South America’s biggest political surprise recently has come from one of its smallest countries, Ecuador, where President Lenin Moreno has maneuvered to break with his predecessor and a legacy tinged with authoritarianism and corruption.
Narrowly elected in April, Moreno had been vice president and the anointed successor of Rafael Correa, the populist, left-leaning, U.S.-trained economist who governed for a decade and centralized control over government, the economy and the media. Analysts speculated Moreno could be a timid caretaker put in place to allow Correa to skirt term limits and then sweep back into office in 2021—in the mold of Dmitry Medvedev, who served as Russia’s president for a four-year period that was only a nominal pause in Vladimir Putin’s continued hold on power. Some even intimated that he was potentially a fall guy, propped up to either lose a difficult election or to govern through a period of economic downturn while Correa left the spotlight and went to live in Belgium.

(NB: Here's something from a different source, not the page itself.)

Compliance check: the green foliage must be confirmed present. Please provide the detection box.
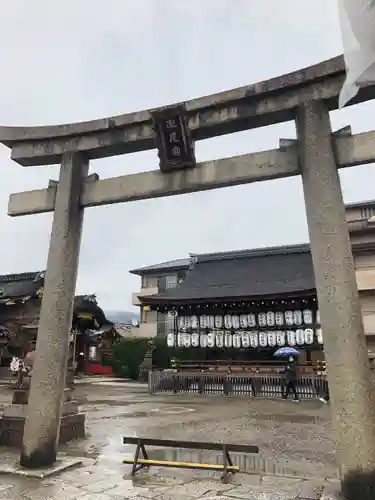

Instead, Moreno departed from the script. A quieter, more conciliatory figure than Correa—Moreno is the world’s only head of state in a wheelchair, having been paralyzed in a 1998 robbery attempt—his political maneuvering has been swift and decisive. He quickly turned on Correa, seeking to distance himself from perceived rampant corruption and an economic crisis. With a gentle tone, he has built new bridges with the opposition, the private sector and the press—all without alienating his base of working-class voters who benefited from Correa’s self-proclaimed “Citizens’ Revolution.” And with a high stakes referendum over term limits set for Feb. 4, Moreno has boldly moved to consolidate his gains and lock Correa out of office forever.